Cet article sur la paix, la fraternité, est dédié à une amie mienne qui se reconnaîtra.
Akimiti, vous vous en souvenez, signifie veilleuse …
Tous les ans, notre famille se rend à Verdun. Verdun où tant et tant d’ancêtres de France et d’ailleurs ont laissé leur vie ou une partie de leur corps puisque toutes les unités ont dû, à un moment de la guerre, se battre à Verdun.
Le monument de l’Ossuaire de Douaumont dépend d’une association privée mais je ne doute pas qu’en cas de défaillance, l’État continuerait à entretenir ce lieu d’épouvante et, maintenant, de grand silence.
Tous les élèves devraient obligatoirement passer ici, où, désormais, dans cet immense ossuaire, reposent ensemble les corps des protagonistes. D’ailleurs, sur le parking, il y a autant de voitures françaises qu’allemandes et mêmes d’autres nationalités.
Rien, aucune vidéo, aucune photo, ne peut rendre l’émotion, le désarroi, l’incompréhension, la compassion que l’on ressent dans cette région ; certains villages, complètement détruits, ne figurent plus que par une borne rappelant leur existence.
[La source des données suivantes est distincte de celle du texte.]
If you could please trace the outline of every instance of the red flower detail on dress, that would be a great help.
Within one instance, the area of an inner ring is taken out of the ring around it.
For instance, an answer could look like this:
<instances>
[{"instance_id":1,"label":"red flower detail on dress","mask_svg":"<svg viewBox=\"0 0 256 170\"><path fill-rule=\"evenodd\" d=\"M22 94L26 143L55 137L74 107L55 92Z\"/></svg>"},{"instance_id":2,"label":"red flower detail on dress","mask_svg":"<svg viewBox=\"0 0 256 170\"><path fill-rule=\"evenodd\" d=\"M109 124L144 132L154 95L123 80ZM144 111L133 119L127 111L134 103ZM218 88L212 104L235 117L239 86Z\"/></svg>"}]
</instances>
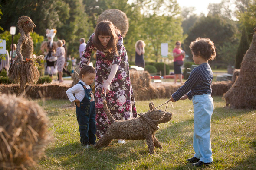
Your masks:
<instances>
[{"instance_id":1,"label":"red flower detail on dress","mask_svg":"<svg viewBox=\"0 0 256 170\"><path fill-rule=\"evenodd\" d=\"M118 74L118 78L119 79L119 80L121 80L123 78L122 75L121 74Z\"/></svg>"}]
</instances>

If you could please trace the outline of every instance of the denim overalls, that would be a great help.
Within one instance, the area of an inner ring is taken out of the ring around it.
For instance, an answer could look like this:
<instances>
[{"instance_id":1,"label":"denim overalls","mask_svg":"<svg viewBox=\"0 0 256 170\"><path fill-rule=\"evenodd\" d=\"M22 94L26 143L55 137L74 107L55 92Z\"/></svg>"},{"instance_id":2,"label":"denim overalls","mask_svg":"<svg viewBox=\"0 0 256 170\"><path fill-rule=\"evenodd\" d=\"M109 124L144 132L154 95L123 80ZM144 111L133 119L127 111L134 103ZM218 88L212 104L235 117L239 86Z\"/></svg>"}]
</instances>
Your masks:
<instances>
[{"instance_id":1,"label":"denim overalls","mask_svg":"<svg viewBox=\"0 0 256 170\"><path fill-rule=\"evenodd\" d=\"M80 107L76 106L76 110L81 143L85 145L94 145L96 143L96 111L93 93L92 88L87 89L81 82L78 83L84 88L85 93L85 97L80 102Z\"/></svg>"}]
</instances>

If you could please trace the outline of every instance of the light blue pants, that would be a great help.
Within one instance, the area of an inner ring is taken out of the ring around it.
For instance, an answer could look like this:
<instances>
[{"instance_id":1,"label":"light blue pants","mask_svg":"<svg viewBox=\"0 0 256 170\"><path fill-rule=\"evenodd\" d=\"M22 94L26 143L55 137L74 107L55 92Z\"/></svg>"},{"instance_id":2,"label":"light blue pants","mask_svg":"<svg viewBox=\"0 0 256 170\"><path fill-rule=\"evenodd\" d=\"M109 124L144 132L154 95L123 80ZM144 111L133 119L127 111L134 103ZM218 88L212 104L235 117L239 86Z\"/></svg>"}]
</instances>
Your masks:
<instances>
[{"instance_id":1,"label":"light blue pants","mask_svg":"<svg viewBox=\"0 0 256 170\"><path fill-rule=\"evenodd\" d=\"M194 157L204 163L212 162L211 119L213 112L213 100L211 95L193 96L194 107Z\"/></svg>"}]
</instances>

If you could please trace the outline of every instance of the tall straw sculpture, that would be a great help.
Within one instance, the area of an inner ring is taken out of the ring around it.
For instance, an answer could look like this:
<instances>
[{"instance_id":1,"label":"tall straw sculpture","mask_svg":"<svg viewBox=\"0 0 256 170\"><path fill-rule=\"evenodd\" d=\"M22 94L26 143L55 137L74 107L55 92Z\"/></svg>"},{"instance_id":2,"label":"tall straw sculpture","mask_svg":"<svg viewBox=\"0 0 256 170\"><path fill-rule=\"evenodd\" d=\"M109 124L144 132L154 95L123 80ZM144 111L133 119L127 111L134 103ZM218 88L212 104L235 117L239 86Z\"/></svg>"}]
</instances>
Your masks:
<instances>
[{"instance_id":1,"label":"tall straw sculpture","mask_svg":"<svg viewBox=\"0 0 256 170\"><path fill-rule=\"evenodd\" d=\"M122 32L124 37L129 29L129 22L125 13L116 9L107 10L103 12L99 16L97 23L103 20L111 21L113 24L118 28Z\"/></svg>"},{"instance_id":2,"label":"tall straw sculpture","mask_svg":"<svg viewBox=\"0 0 256 170\"><path fill-rule=\"evenodd\" d=\"M36 83L40 76L35 66L32 38L30 35L36 25L30 17L23 16L19 18L18 28L21 36L17 45L18 56L10 70L10 77L20 84L20 94L25 92L26 84Z\"/></svg>"},{"instance_id":3,"label":"tall straw sculpture","mask_svg":"<svg viewBox=\"0 0 256 170\"><path fill-rule=\"evenodd\" d=\"M0 96L0 169L26 169L50 141L46 113L21 97Z\"/></svg>"},{"instance_id":4,"label":"tall straw sculpture","mask_svg":"<svg viewBox=\"0 0 256 170\"><path fill-rule=\"evenodd\" d=\"M256 34L242 61L239 76L224 94L226 105L236 109L256 108Z\"/></svg>"}]
</instances>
On ne peut pas se promener, on n’en n’a d’ailleurs aucune envie, dans la forêt – la jeune forêt puisqu’il n’y avait plus rien, plus aucun arbre – trouée des marques des obus, des lignes des tranchées. Des animaux continuent à mourir ici, en sautant sur des obus non explosés. Quarante mille corps non retrouvés reposent dans cette nature, l’Ossuaire de Douaumont en comportant 150 000, non identifiés.
L’un des endroits les plus émouvants est le modeste monument de la tranchée des baïonnettes.
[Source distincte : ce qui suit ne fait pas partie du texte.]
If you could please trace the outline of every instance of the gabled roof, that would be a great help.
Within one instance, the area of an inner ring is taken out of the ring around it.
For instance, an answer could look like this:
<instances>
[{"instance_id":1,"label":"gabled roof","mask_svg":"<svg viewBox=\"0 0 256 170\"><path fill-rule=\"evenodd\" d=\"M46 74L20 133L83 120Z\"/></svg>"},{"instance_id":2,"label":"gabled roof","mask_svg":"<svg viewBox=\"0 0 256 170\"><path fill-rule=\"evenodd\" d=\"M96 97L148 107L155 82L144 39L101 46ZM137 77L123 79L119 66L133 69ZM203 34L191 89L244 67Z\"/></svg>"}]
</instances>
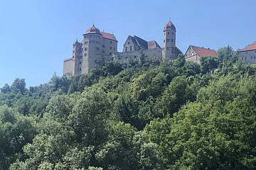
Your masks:
<instances>
[{"instance_id":1,"label":"gabled roof","mask_svg":"<svg viewBox=\"0 0 256 170\"><path fill-rule=\"evenodd\" d=\"M64 60L64 62L68 62L68 61L70 61L73 60L73 57L70 57L70 58L67 58Z\"/></svg>"},{"instance_id":2,"label":"gabled roof","mask_svg":"<svg viewBox=\"0 0 256 170\"><path fill-rule=\"evenodd\" d=\"M175 47L175 55L176 55L176 56L178 56L178 55L183 55L181 50L179 50L178 47Z\"/></svg>"},{"instance_id":3,"label":"gabled roof","mask_svg":"<svg viewBox=\"0 0 256 170\"><path fill-rule=\"evenodd\" d=\"M134 38L136 40L137 45L139 45L139 46L142 46L144 48L147 49L148 45L146 41L136 35L134 36Z\"/></svg>"},{"instance_id":4,"label":"gabled roof","mask_svg":"<svg viewBox=\"0 0 256 170\"><path fill-rule=\"evenodd\" d=\"M189 45L187 51L189 48L191 47L196 53L199 55L199 57L205 57L205 56L213 56L213 57L218 57L218 52L214 50L210 50L209 48L204 48L204 47L199 47L194 45ZM187 52L186 52L186 53ZM185 54L186 54L185 53Z\"/></svg>"},{"instance_id":5,"label":"gabled roof","mask_svg":"<svg viewBox=\"0 0 256 170\"><path fill-rule=\"evenodd\" d=\"M160 45L155 40L148 41L148 49L153 50L155 48L161 48Z\"/></svg>"},{"instance_id":6,"label":"gabled roof","mask_svg":"<svg viewBox=\"0 0 256 170\"><path fill-rule=\"evenodd\" d=\"M174 24L171 21L169 21L166 25L164 26L164 31L167 30L167 29L170 29L170 30L176 30L176 28L174 26Z\"/></svg>"},{"instance_id":7,"label":"gabled roof","mask_svg":"<svg viewBox=\"0 0 256 170\"><path fill-rule=\"evenodd\" d=\"M104 33L104 32L101 32L101 34L102 35L102 37L112 40L114 40L114 41L117 41L117 38L115 38L115 36L114 35L114 34L110 34L110 33Z\"/></svg>"},{"instance_id":8,"label":"gabled roof","mask_svg":"<svg viewBox=\"0 0 256 170\"><path fill-rule=\"evenodd\" d=\"M244 49L240 50L239 52L243 51L250 51L250 50L256 50L256 42L253 42L252 44L247 46Z\"/></svg>"},{"instance_id":9,"label":"gabled roof","mask_svg":"<svg viewBox=\"0 0 256 170\"><path fill-rule=\"evenodd\" d=\"M100 31L98 28L97 28L94 24L92 25L92 26L91 28L89 28L87 30L85 34L88 34L88 33L96 33L96 34L100 34Z\"/></svg>"}]
</instances>

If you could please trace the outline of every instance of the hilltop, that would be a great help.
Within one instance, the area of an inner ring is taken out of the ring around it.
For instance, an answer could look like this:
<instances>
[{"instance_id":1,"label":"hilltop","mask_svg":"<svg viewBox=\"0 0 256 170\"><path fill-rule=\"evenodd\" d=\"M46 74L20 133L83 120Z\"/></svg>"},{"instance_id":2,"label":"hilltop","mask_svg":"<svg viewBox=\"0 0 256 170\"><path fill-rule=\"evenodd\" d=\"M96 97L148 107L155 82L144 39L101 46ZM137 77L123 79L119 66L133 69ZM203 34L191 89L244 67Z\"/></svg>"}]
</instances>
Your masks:
<instances>
[{"instance_id":1,"label":"hilltop","mask_svg":"<svg viewBox=\"0 0 256 170\"><path fill-rule=\"evenodd\" d=\"M256 70L230 49L15 79L0 89L0 169L255 169Z\"/></svg>"}]
</instances>

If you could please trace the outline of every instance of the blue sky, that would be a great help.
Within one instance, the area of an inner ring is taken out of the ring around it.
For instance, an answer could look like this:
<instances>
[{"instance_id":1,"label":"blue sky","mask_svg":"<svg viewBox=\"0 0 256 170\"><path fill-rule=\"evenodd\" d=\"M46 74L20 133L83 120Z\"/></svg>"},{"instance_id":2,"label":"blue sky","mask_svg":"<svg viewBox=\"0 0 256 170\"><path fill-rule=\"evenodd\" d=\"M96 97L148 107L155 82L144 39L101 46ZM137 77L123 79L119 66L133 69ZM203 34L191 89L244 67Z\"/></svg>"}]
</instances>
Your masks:
<instances>
[{"instance_id":1,"label":"blue sky","mask_svg":"<svg viewBox=\"0 0 256 170\"><path fill-rule=\"evenodd\" d=\"M243 48L256 40L255 0L0 0L0 87L24 78L27 86L61 76L73 43L92 23L112 33L118 50L129 35L162 46L163 28L174 23L176 46Z\"/></svg>"}]
</instances>

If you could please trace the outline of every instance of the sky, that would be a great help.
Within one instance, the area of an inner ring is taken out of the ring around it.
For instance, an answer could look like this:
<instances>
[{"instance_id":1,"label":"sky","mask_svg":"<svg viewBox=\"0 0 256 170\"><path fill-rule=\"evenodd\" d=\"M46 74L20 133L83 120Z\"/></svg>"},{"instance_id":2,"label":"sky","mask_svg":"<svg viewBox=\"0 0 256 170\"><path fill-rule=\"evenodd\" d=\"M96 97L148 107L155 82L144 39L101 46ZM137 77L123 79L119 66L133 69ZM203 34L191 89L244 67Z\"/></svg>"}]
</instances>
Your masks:
<instances>
[{"instance_id":1,"label":"sky","mask_svg":"<svg viewBox=\"0 0 256 170\"><path fill-rule=\"evenodd\" d=\"M0 87L62 76L73 43L93 23L114 33L118 51L129 35L162 46L170 18L183 53L190 45L242 49L256 41L255 6L255 0L0 0Z\"/></svg>"}]
</instances>

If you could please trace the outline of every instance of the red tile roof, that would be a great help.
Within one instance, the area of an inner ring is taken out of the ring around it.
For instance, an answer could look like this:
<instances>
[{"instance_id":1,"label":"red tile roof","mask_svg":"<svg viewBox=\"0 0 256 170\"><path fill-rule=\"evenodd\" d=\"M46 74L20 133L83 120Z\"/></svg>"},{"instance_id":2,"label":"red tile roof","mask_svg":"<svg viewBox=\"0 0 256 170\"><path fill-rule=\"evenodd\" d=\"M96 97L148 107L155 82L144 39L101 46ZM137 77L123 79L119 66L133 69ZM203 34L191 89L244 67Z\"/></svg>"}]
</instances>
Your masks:
<instances>
[{"instance_id":1,"label":"red tile roof","mask_svg":"<svg viewBox=\"0 0 256 170\"><path fill-rule=\"evenodd\" d=\"M248 45L247 47L245 47L244 49L240 50L239 51L243 52L243 51L250 51L250 50L256 50L256 42Z\"/></svg>"},{"instance_id":2,"label":"red tile roof","mask_svg":"<svg viewBox=\"0 0 256 170\"><path fill-rule=\"evenodd\" d=\"M107 33L104 32L101 32L101 34L102 35L102 37L106 38L107 39L110 39L114 41L117 41L117 38L114 35L114 34Z\"/></svg>"},{"instance_id":3,"label":"red tile roof","mask_svg":"<svg viewBox=\"0 0 256 170\"><path fill-rule=\"evenodd\" d=\"M86 30L85 34L88 34L88 33L97 33L97 34L100 34L100 31L98 28L97 28L94 24L92 25L92 27L88 28Z\"/></svg>"},{"instance_id":4,"label":"red tile roof","mask_svg":"<svg viewBox=\"0 0 256 170\"><path fill-rule=\"evenodd\" d=\"M176 30L176 28L174 26L174 24L169 21L166 25L165 25L165 26L164 27L164 30L166 30L167 29L171 29L171 30Z\"/></svg>"},{"instance_id":5,"label":"red tile roof","mask_svg":"<svg viewBox=\"0 0 256 170\"><path fill-rule=\"evenodd\" d=\"M208 48L199 47L193 45L191 45L193 50L198 54L200 57L204 56L213 56L218 57L218 55L217 52L214 50L210 50Z\"/></svg>"},{"instance_id":6,"label":"red tile roof","mask_svg":"<svg viewBox=\"0 0 256 170\"><path fill-rule=\"evenodd\" d=\"M64 60L64 62L68 62L68 61L70 61L70 60L73 60L73 57L70 57L70 58L67 58Z\"/></svg>"}]
</instances>

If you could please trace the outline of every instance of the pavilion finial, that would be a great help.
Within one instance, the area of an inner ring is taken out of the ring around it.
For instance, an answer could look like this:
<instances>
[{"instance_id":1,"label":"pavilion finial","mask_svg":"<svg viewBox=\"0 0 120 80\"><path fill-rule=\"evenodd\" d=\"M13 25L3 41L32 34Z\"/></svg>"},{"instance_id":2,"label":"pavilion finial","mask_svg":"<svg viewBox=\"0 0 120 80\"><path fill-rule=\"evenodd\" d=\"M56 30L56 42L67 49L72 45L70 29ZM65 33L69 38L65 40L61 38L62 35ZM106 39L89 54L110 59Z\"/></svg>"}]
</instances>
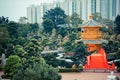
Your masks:
<instances>
[{"instance_id":1,"label":"pavilion finial","mask_svg":"<svg viewBox=\"0 0 120 80\"><path fill-rule=\"evenodd\" d=\"M91 21L91 20L93 20L93 16L92 16L92 15L90 15L90 16L89 16L89 19L90 19L90 21Z\"/></svg>"}]
</instances>

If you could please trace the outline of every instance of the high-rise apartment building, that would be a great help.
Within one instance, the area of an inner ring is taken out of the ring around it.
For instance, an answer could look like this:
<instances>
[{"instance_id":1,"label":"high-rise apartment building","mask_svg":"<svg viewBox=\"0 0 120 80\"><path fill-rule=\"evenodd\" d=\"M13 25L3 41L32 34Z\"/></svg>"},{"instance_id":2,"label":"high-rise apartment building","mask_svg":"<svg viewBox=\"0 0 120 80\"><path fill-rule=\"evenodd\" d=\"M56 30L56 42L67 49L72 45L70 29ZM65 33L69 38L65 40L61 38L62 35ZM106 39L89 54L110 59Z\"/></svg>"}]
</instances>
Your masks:
<instances>
[{"instance_id":1,"label":"high-rise apartment building","mask_svg":"<svg viewBox=\"0 0 120 80\"><path fill-rule=\"evenodd\" d=\"M28 21L42 23L45 12L55 7L62 8L69 16L76 12L84 21L89 20L92 13L100 13L102 18L110 20L114 20L120 14L120 0L57 0L53 3L41 3L39 6L28 7Z\"/></svg>"}]
</instances>

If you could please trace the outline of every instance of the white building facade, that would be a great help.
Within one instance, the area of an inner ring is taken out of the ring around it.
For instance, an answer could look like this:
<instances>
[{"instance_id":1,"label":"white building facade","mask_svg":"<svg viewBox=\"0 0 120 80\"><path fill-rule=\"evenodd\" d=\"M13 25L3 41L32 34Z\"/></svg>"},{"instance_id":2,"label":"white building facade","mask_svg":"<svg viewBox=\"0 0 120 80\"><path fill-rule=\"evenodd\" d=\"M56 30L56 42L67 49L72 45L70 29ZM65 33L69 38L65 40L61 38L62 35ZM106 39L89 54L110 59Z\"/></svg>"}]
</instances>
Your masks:
<instances>
[{"instance_id":1,"label":"white building facade","mask_svg":"<svg viewBox=\"0 0 120 80\"><path fill-rule=\"evenodd\" d=\"M60 7L69 16L76 12L84 21L89 20L92 13L100 13L102 18L110 20L120 14L120 0L62 0L28 7L28 22L41 24L44 13L55 7Z\"/></svg>"}]
</instances>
Je ne vais pas vous faire un cours d’histoire, mais je vous donne le lien sur le portail de la première guerre mondiale sur Wikipedia
Des vidéos sur cette bataille :
Les soldats, de quelque bord qu’ils fussent, se trouvaient dans les mêmes conditions, victimes, tous victimes de la folie de quelques uns, et il n’y a pas de doute sur le fait qu’ils aient fraternisé à certains moments.
Je vous donne également un lien sur les pigeons voyageurs de Verdun qui ont été utilisés comme moyen de communication.
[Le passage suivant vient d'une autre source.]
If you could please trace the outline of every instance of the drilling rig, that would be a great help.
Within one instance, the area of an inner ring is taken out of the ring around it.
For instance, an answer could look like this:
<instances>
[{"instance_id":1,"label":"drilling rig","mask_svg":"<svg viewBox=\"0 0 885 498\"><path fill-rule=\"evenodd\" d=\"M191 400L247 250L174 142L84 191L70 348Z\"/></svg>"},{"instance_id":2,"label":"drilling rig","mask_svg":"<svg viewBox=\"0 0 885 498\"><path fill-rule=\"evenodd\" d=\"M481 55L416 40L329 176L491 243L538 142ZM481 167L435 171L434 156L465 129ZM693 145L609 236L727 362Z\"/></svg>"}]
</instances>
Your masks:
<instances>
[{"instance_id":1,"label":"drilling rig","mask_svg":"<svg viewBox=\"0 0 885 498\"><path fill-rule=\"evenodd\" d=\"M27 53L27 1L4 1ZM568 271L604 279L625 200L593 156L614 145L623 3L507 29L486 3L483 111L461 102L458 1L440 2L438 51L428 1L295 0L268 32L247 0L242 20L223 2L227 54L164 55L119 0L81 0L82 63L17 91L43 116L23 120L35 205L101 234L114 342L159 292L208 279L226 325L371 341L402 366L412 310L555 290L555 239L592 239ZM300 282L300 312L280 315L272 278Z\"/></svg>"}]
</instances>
Le dernier envoyé contenait ce message : “« Nous tenons toujours, mais nous subissons une attaque par les gaz et les fumées très dangereuses. Il y a urgence à nous dégager. Faites-nous donner de suite toute communication optique par Souville, qui ne répond pas à nos appels. C’est mon dernier pigeon. Signé : Raynal.»
Ce pigeon a survécu et a été cité à l’Ordre de la Nation. Vous trouverez l’histoire ICI
Voilà, rien à ajouter. Vivons, et vivons dans la paix.
Il y a d’ailleurs un dessin animé pour enfants, Vaillant, qui raconte l’histoire de pigeons porteurs de messages en temps de guerre. A la fin du film, dédicace est faite aux animaux (pigeons mais aussi chiens notamment) ayant servi à lutter contre l’ennemi. Plusieurs animaux ont été cités à l’Ordre du Mérite.
Quand on pense qu’ils ont remis ça en 1939…et que depuis que les hommes ont dit :”paix et sûreté!!!”, les conflits se sont multipliés aux quatre coins du monde.
Plus sordides, plus sombres, sur fond de cérémonies de commémorations.
Combien de jeunes gens sont morts pour rien dans ces tranchées?
Certains étaient de jeunes pères, jeunes mariés, d’autres encore adolescents.
Combien meurent encore aujourd’hui?
Si l’on y réfléchit plus avant, on réalise que peut d’endroits sur cette terre n’ont pas vu violence et sang versé…pour rien.
Il y a quelques années, des obus de la seconde guerre ont été retrouvés dans le jardin d’un particulier, à quelques kilomètres de chez moi…°o°
Ah! quelqu’un, un grand roi, a dit qu’il n’y a rien de nouveau sous le soleil, seulement le temps passe et l’on ne se souvient plus.
C’est hélàs trop vrai.
Mon grand-père était un rescapé de la “Grande Guerre” (pourquoi la nommer ainsi? Il en parlait très peu mais je me souviendrai
toujours du jour où il m’a raconté les jeunes gens fusillés parce qu’ils refusaient d’aller au combat. Et ça, ça marque !
L’Homme étant ce qu’il est, il y aura toujours, hélas, des luttes et des combats, ET fraticides ET racistes ET conquérants. Même l’éducation n’y peut rien.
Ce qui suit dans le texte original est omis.